Organised by the Indian Workers Association (IWA), the function was to be held on Saturday at the Ramgarhia Community centre in Coventry, a town that has a considerable minority of Indian origin.
Dyal Bagri, IWA president, told PTI "The venue was occupied by some very threatening people, some of them with faces masked. First they said they won't allow any alcohol and meat to be served.
"When we said there were no such plans, they said they won't allow the Congress party to hold Independence Day celebrations".
Bagri added: "When we said we are not the Congress, they said they were 'Khalistanis' and had nothing to do with India.
"They tried to provoke us, but we told people to be very tolerant and not involve themselves in any provocation".
India's consul-general V S Ramalingam, based in nearby Birmingham, was scheduled to deliver a message from President Pranab Mukherjee at the event, but Bagri said he was asked to stay away due to the trouble caused by what IWA called "extremist Khalistani elements".

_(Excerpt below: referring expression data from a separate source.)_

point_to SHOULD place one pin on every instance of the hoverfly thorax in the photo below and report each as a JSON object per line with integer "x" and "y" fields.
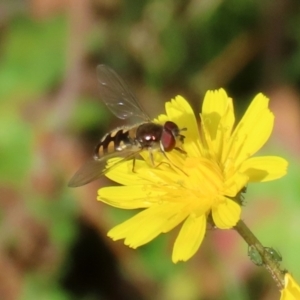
{"x": 125, "y": 142}
{"x": 170, "y": 136}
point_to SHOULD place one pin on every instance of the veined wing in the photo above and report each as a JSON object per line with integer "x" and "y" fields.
{"x": 116, "y": 94}
{"x": 94, "y": 169}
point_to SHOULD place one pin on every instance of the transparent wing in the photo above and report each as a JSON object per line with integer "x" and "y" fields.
{"x": 116, "y": 94}
{"x": 94, "y": 169}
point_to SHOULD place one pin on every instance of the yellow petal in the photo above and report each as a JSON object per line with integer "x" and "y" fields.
{"x": 145, "y": 226}
{"x": 291, "y": 290}
{"x": 235, "y": 183}
{"x": 226, "y": 214}
{"x": 217, "y": 119}
{"x": 252, "y": 132}
{"x": 129, "y": 197}
{"x": 183, "y": 212}
{"x": 124, "y": 173}
{"x": 265, "y": 168}
{"x": 190, "y": 238}
{"x": 180, "y": 112}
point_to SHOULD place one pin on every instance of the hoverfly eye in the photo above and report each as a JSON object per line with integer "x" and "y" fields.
{"x": 168, "y": 137}
{"x": 168, "y": 141}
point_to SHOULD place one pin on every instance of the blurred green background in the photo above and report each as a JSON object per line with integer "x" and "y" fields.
{"x": 53, "y": 242}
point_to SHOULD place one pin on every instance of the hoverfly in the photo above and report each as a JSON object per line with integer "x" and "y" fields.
{"x": 125, "y": 142}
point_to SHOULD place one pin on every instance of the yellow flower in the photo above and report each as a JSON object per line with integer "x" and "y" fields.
{"x": 190, "y": 188}
{"x": 291, "y": 290}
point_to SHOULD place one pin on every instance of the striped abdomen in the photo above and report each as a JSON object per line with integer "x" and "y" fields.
{"x": 116, "y": 141}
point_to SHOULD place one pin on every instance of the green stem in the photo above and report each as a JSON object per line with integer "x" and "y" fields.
{"x": 271, "y": 265}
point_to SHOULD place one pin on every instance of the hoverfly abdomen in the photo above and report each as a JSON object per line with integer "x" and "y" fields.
{"x": 114, "y": 141}
{"x": 126, "y": 142}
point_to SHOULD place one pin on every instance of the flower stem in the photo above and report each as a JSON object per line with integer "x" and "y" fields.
{"x": 271, "y": 264}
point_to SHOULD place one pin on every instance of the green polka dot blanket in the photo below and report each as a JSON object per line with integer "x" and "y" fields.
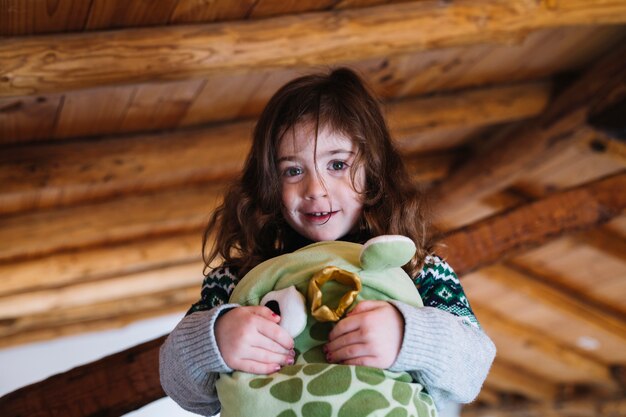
{"x": 311, "y": 387}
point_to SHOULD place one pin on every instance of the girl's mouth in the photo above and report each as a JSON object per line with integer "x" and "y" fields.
{"x": 319, "y": 217}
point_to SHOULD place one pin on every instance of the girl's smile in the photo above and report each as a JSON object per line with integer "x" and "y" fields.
{"x": 319, "y": 200}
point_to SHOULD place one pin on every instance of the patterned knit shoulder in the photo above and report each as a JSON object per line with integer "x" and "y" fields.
{"x": 216, "y": 289}
{"x": 440, "y": 287}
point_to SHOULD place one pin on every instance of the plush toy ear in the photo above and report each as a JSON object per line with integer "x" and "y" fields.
{"x": 387, "y": 251}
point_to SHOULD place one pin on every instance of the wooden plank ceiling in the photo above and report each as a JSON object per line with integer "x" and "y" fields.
{"x": 120, "y": 121}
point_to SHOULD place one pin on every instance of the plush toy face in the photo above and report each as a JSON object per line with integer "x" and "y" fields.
{"x": 298, "y": 286}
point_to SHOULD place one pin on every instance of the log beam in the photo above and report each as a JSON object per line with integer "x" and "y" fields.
{"x": 112, "y": 386}
{"x": 512, "y": 379}
{"x": 59, "y": 174}
{"x": 531, "y": 225}
{"x": 581, "y": 311}
{"x": 37, "y": 65}
{"x": 563, "y": 122}
{"x": 600, "y": 199}
{"x": 113, "y": 222}
{"x": 75, "y": 267}
{"x": 582, "y": 407}
{"x": 592, "y": 369}
{"x": 143, "y": 283}
{"x": 95, "y": 317}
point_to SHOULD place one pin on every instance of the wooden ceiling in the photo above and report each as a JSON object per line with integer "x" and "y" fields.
{"x": 120, "y": 121}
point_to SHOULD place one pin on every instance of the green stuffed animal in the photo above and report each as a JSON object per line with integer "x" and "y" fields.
{"x": 311, "y": 386}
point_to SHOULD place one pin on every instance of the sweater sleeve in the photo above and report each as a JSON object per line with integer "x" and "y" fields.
{"x": 444, "y": 347}
{"x": 189, "y": 360}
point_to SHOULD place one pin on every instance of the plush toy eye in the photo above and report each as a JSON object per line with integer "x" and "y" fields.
{"x": 273, "y": 305}
{"x": 290, "y": 305}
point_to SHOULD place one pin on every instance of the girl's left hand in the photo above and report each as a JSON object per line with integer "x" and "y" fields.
{"x": 370, "y": 335}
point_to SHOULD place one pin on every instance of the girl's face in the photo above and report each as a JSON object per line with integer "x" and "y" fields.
{"x": 318, "y": 199}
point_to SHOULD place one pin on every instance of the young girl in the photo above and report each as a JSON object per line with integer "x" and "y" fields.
{"x": 323, "y": 167}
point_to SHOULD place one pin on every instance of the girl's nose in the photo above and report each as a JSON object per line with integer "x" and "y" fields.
{"x": 315, "y": 188}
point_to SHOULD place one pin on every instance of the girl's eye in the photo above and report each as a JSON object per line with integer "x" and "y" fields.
{"x": 292, "y": 172}
{"x": 338, "y": 165}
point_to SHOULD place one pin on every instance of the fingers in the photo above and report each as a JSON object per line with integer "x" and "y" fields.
{"x": 371, "y": 335}
{"x": 366, "y": 305}
{"x": 264, "y": 312}
{"x": 250, "y": 340}
{"x": 259, "y": 368}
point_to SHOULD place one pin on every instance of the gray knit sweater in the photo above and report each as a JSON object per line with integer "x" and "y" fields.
{"x": 443, "y": 348}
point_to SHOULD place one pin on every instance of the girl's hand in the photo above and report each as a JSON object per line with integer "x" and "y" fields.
{"x": 370, "y": 335}
{"x": 250, "y": 340}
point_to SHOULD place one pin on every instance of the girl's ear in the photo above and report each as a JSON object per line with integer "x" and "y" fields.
{"x": 387, "y": 251}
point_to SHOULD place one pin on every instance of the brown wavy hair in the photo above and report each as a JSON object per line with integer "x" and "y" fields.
{"x": 248, "y": 227}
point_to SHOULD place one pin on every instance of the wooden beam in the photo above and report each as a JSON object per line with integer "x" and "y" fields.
{"x": 95, "y": 317}
{"x": 109, "y": 369}
{"x": 142, "y": 283}
{"x": 38, "y": 64}
{"x": 173, "y": 212}
{"x": 112, "y": 386}
{"x": 59, "y": 174}
{"x": 75, "y": 267}
{"x": 492, "y": 321}
{"x": 536, "y": 223}
{"x": 539, "y": 291}
{"x": 511, "y": 379}
{"x": 563, "y": 122}
{"x": 585, "y": 407}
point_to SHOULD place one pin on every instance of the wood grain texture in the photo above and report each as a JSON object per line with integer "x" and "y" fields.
{"x": 116, "y": 221}
{"x": 108, "y": 14}
{"x": 60, "y": 174}
{"x": 536, "y": 223}
{"x": 112, "y": 386}
{"x": 75, "y": 267}
{"x": 563, "y": 123}
{"x": 503, "y": 376}
{"x": 36, "y": 64}
{"x": 26, "y": 17}
{"x": 529, "y": 348}
{"x": 96, "y": 317}
{"x": 514, "y": 380}
{"x": 144, "y": 283}
{"x": 28, "y": 118}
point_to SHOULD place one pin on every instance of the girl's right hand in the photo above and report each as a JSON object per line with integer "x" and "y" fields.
{"x": 250, "y": 340}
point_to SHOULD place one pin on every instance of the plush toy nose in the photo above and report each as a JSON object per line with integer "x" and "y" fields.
{"x": 273, "y": 305}
{"x": 290, "y": 305}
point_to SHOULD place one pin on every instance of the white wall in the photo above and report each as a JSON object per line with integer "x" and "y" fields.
{"x": 30, "y": 363}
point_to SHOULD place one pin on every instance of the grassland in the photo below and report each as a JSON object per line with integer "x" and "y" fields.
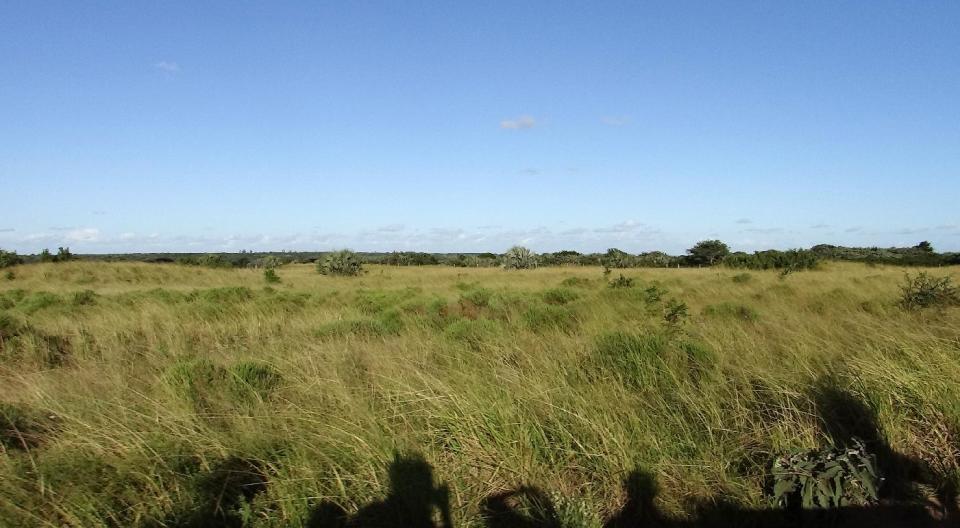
{"x": 134, "y": 394}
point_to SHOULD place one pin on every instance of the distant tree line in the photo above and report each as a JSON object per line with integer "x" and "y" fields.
{"x": 704, "y": 253}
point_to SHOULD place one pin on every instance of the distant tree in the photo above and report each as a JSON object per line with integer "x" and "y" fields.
{"x": 924, "y": 246}
{"x": 519, "y": 257}
{"x": 708, "y": 252}
{"x": 9, "y": 258}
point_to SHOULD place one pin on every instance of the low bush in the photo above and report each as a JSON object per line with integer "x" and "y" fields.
{"x": 344, "y": 263}
{"x": 827, "y": 478}
{"x": 924, "y": 291}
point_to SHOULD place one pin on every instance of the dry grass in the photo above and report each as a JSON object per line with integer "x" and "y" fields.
{"x": 136, "y": 395}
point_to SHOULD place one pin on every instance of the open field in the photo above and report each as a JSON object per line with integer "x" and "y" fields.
{"x": 166, "y": 395}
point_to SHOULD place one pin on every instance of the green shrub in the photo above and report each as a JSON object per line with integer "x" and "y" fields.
{"x": 732, "y": 311}
{"x": 344, "y": 263}
{"x": 559, "y": 296}
{"x": 519, "y": 257}
{"x": 827, "y": 478}
{"x": 924, "y": 291}
{"x": 270, "y": 276}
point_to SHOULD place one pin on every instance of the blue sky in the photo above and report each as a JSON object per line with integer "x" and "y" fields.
{"x": 455, "y": 126}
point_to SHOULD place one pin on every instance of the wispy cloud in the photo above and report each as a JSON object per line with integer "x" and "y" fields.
{"x": 615, "y": 120}
{"x": 521, "y": 123}
{"x": 167, "y": 66}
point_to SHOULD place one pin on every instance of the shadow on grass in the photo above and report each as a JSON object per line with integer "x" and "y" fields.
{"x": 412, "y": 502}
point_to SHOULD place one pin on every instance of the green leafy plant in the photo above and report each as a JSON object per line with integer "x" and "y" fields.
{"x": 519, "y": 257}
{"x": 270, "y": 275}
{"x": 924, "y": 291}
{"x": 621, "y": 282}
{"x": 827, "y": 478}
{"x": 344, "y": 263}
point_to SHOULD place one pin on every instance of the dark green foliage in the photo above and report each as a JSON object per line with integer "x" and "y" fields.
{"x": 924, "y": 291}
{"x": 344, "y": 263}
{"x": 410, "y": 258}
{"x": 621, "y": 282}
{"x": 732, "y": 311}
{"x": 544, "y": 317}
{"x": 9, "y": 258}
{"x": 519, "y": 257}
{"x": 827, "y": 478}
{"x": 708, "y": 252}
{"x": 790, "y": 260}
{"x": 22, "y": 428}
{"x": 559, "y": 296}
{"x": 84, "y": 298}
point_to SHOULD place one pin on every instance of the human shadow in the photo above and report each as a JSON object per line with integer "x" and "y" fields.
{"x": 413, "y": 501}
{"x": 844, "y": 417}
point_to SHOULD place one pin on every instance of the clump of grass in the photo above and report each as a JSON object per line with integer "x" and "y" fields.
{"x": 544, "y": 317}
{"x": 270, "y": 276}
{"x": 253, "y": 378}
{"x": 621, "y": 282}
{"x": 559, "y": 296}
{"x": 22, "y": 428}
{"x": 576, "y": 282}
{"x": 84, "y": 298}
{"x": 633, "y": 358}
{"x": 728, "y": 310}
{"x": 925, "y": 291}
{"x": 389, "y": 323}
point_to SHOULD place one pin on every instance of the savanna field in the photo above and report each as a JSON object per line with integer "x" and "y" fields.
{"x": 165, "y": 395}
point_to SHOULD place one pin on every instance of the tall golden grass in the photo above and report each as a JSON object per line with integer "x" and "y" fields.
{"x": 135, "y": 390}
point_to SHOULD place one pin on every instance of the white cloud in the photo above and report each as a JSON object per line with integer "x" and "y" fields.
{"x": 615, "y": 120}
{"x": 86, "y": 234}
{"x": 167, "y": 66}
{"x": 520, "y": 123}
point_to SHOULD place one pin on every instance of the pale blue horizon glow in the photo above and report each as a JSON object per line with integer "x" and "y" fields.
{"x": 456, "y": 127}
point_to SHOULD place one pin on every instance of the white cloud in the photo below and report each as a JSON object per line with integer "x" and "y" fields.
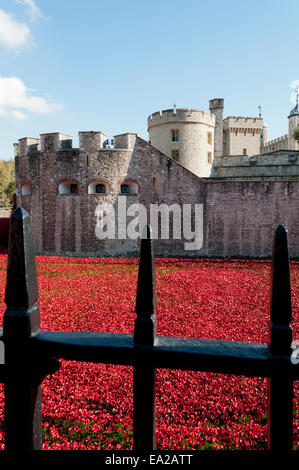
{"x": 13, "y": 34}
{"x": 32, "y": 8}
{"x": 14, "y": 95}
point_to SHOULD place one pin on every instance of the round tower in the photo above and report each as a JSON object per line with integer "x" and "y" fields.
{"x": 293, "y": 123}
{"x": 264, "y": 135}
{"x": 216, "y": 106}
{"x": 186, "y": 135}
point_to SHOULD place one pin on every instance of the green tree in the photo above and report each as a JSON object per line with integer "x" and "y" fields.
{"x": 296, "y": 134}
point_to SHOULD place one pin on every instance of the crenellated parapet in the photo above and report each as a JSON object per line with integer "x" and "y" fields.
{"x": 243, "y": 125}
{"x": 89, "y": 142}
{"x": 181, "y": 115}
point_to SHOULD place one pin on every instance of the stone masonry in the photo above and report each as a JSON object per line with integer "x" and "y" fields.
{"x": 239, "y": 217}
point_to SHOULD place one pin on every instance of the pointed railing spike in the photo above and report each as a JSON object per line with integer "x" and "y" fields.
{"x": 280, "y": 384}
{"x": 21, "y": 282}
{"x": 145, "y": 323}
{"x": 146, "y": 287}
{"x": 21, "y": 293}
{"x": 281, "y": 306}
{"x": 144, "y": 335}
{"x": 20, "y": 322}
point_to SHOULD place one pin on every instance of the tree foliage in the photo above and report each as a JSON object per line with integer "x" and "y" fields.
{"x": 296, "y": 134}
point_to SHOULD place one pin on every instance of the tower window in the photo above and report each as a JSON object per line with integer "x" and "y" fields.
{"x": 26, "y": 189}
{"x": 125, "y": 189}
{"x": 128, "y": 187}
{"x": 175, "y": 154}
{"x": 175, "y": 135}
{"x": 100, "y": 188}
{"x": 68, "y": 188}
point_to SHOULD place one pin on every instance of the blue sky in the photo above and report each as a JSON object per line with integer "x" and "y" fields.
{"x": 106, "y": 65}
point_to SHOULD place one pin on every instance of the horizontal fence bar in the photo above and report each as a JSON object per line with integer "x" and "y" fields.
{"x": 226, "y": 357}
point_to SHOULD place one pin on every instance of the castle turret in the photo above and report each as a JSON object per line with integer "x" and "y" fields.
{"x": 186, "y": 135}
{"x": 216, "y": 107}
{"x": 264, "y": 136}
{"x": 293, "y": 123}
{"x": 91, "y": 141}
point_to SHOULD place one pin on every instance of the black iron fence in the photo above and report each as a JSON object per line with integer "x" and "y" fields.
{"x": 31, "y": 354}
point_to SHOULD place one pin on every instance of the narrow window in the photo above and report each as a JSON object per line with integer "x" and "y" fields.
{"x": 175, "y": 154}
{"x": 100, "y": 188}
{"x": 125, "y": 189}
{"x": 175, "y": 135}
{"x": 129, "y": 188}
{"x": 26, "y": 189}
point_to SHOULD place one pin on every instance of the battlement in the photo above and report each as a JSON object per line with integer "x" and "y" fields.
{"x": 181, "y": 115}
{"x": 276, "y": 144}
{"x": 243, "y": 120}
{"x": 89, "y": 141}
{"x": 216, "y": 103}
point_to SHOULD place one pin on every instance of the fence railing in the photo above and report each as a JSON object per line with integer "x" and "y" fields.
{"x": 31, "y": 354}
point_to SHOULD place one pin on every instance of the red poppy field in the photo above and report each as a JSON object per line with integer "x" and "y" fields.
{"x": 88, "y": 406}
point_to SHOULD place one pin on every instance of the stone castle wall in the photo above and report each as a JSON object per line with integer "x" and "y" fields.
{"x": 239, "y": 217}
{"x": 242, "y": 133}
{"x": 282, "y": 166}
{"x": 196, "y": 151}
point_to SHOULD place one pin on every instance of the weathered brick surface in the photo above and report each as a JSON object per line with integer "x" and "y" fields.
{"x": 239, "y": 216}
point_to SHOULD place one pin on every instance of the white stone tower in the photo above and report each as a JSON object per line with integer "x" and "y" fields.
{"x": 293, "y": 123}
{"x": 186, "y": 135}
{"x": 216, "y": 107}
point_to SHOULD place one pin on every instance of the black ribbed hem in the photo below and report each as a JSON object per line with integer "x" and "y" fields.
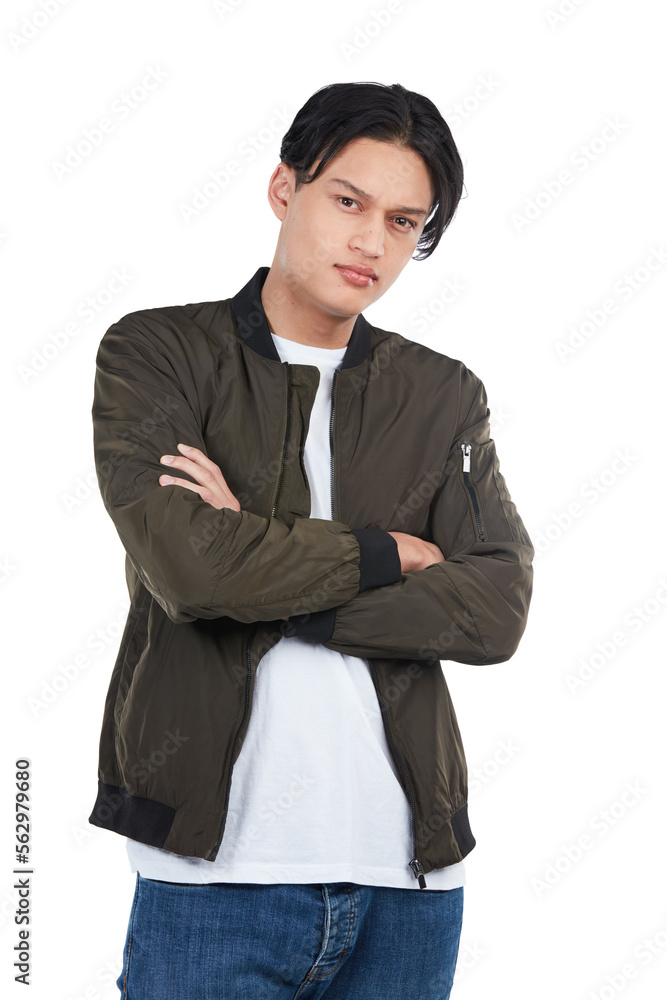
{"x": 131, "y": 815}
{"x": 461, "y": 830}
{"x": 317, "y": 626}
{"x": 379, "y": 562}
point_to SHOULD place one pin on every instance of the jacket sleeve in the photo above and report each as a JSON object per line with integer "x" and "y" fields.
{"x": 473, "y": 607}
{"x": 196, "y": 561}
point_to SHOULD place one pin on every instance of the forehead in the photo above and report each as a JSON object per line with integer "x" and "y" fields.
{"x": 382, "y": 170}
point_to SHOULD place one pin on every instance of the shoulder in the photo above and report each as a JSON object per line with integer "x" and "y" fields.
{"x": 433, "y": 368}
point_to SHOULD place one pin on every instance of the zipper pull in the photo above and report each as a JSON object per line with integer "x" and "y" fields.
{"x": 415, "y": 864}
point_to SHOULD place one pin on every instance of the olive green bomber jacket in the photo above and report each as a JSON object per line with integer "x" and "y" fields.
{"x": 411, "y": 451}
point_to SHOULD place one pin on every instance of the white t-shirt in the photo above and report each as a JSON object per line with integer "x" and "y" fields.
{"x": 315, "y": 794}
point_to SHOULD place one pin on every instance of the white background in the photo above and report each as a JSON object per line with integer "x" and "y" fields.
{"x": 528, "y": 93}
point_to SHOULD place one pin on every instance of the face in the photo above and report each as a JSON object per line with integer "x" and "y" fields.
{"x": 366, "y": 210}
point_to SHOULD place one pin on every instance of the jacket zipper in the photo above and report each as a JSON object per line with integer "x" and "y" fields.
{"x": 287, "y": 426}
{"x": 415, "y": 863}
{"x": 333, "y": 491}
{"x": 467, "y": 478}
{"x": 215, "y": 847}
{"x": 252, "y": 635}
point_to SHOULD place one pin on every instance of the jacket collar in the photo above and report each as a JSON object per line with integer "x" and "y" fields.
{"x": 253, "y": 328}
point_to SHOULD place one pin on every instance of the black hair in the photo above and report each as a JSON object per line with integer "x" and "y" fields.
{"x": 341, "y": 112}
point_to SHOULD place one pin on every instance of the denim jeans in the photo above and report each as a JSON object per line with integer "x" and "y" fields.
{"x": 247, "y": 941}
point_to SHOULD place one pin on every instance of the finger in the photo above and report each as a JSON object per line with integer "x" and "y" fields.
{"x": 199, "y": 458}
{"x": 208, "y": 495}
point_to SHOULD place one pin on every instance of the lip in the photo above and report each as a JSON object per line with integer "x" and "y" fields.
{"x": 359, "y": 274}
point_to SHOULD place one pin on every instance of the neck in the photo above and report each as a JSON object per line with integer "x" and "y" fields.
{"x": 295, "y": 318}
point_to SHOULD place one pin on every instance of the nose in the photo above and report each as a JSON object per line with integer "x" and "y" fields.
{"x": 370, "y": 240}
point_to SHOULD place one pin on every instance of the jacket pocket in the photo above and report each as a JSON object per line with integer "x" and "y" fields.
{"x": 468, "y": 473}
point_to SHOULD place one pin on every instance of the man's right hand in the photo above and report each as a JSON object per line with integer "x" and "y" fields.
{"x": 414, "y": 552}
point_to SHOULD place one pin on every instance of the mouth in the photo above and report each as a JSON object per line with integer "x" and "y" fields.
{"x": 357, "y": 274}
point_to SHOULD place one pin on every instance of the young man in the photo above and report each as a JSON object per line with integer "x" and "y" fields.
{"x": 314, "y": 517}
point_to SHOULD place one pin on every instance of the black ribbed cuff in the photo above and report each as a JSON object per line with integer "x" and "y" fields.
{"x": 379, "y": 562}
{"x": 317, "y": 626}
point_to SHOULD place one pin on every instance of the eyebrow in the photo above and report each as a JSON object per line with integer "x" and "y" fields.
{"x": 369, "y": 197}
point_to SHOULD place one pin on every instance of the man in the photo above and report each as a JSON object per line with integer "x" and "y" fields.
{"x": 314, "y": 517}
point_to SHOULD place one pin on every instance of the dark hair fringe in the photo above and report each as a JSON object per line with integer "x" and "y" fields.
{"x": 338, "y": 113}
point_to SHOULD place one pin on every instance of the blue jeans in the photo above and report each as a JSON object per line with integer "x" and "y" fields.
{"x": 247, "y": 941}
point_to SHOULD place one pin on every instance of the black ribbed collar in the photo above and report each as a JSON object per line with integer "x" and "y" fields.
{"x": 253, "y": 328}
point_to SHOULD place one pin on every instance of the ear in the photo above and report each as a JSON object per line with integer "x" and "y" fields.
{"x": 281, "y": 189}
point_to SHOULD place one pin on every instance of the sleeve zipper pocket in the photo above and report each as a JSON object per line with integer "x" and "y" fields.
{"x": 466, "y": 450}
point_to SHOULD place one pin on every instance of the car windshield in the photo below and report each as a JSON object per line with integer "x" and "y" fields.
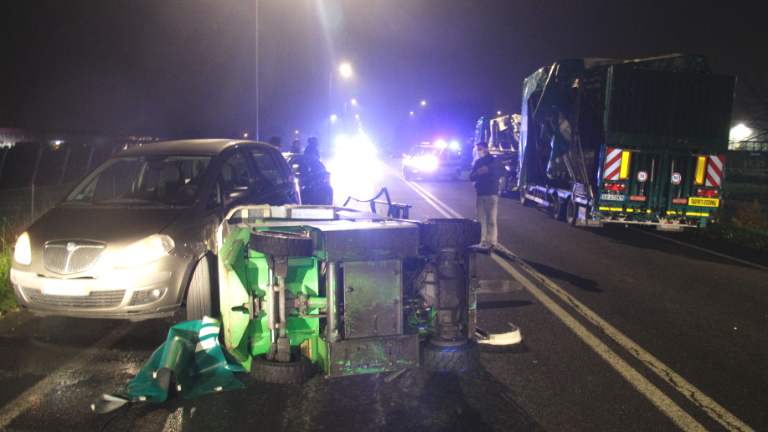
{"x": 423, "y": 151}
{"x": 152, "y": 179}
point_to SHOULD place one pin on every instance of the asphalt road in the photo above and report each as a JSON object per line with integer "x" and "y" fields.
{"x": 623, "y": 330}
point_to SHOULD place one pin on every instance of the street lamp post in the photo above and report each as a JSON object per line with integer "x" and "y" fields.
{"x": 345, "y": 70}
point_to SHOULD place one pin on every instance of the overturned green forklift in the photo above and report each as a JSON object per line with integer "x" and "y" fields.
{"x": 305, "y": 289}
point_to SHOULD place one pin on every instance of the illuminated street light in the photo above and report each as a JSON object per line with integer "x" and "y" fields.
{"x": 740, "y": 132}
{"x": 345, "y": 70}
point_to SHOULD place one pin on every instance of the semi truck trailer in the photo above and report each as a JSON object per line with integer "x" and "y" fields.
{"x": 626, "y": 141}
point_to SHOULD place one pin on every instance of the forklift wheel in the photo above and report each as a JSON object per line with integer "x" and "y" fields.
{"x": 572, "y": 213}
{"x": 450, "y": 359}
{"x": 297, "y": 371}
{"x": 281, "y": 243}
{"x": 559, "y": 207}
{"x": 449, "y": 233}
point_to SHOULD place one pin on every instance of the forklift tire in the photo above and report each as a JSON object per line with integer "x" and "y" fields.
{"x": 450, "y": 359}
{"x": 199, "y": 295}
{"x": 281, "y": 243}
{"x": 297, "y": 371}
{"x": 558, "y": 209}
{"x": 572, "y": 214}
{"x": 449, "y": 233}
{"x": 525, "y": 201}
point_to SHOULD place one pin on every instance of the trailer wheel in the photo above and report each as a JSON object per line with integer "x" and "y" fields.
{"x": 572, "y": 214}
{"x": 281, "y": 243}
{"x": 199, "y": 295}
{"x": 297, "y": 371}
{"x": 559, "y": 208}
{"x": 449, "y": 233}
{"x": 450, "y": 359}
{"x": 525, "y": 201}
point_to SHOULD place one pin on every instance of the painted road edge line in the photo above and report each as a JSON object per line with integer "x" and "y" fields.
{"x": 679, "y": 383}
{"x": 701, "y": 249}
{"x": 33, "y": 395}
{"x": 640, "y": 383}
{"x": 712, "y": 408}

IWA said: "These self appointed, unrepresentative individuals, 50 plus in number, then added to their demands by pulling down the banner of the IWA and physically manhandling the 10 or so organisers including 3 women and 3 senior citizens present and elected municipal representatives from both the Labour and Conservative parties".
The Lord Mayor of Coventry was scheduled to attend the event.
Over 100 people and IWA members who were prevented from attending the function raised pro-India slogans when the disruption led to the event's cancellation.
IWA, formed in Coventry in 1938, said there was a small police presence at the venue, but it did not help matters.
A meeting is planned with the chief constable of the region to discuss the incident, Bagri said.
"The unprovoked attack preventing a peaceful celebration by patriotic Indian workers and their families is disturbing and reprehensible...This denial of an Independence Day celebration is a denial of freedom of speech by terrorists in a city with an otherwise proud record against fascism and indeed a city that is the birth place of the IWA", IWA said.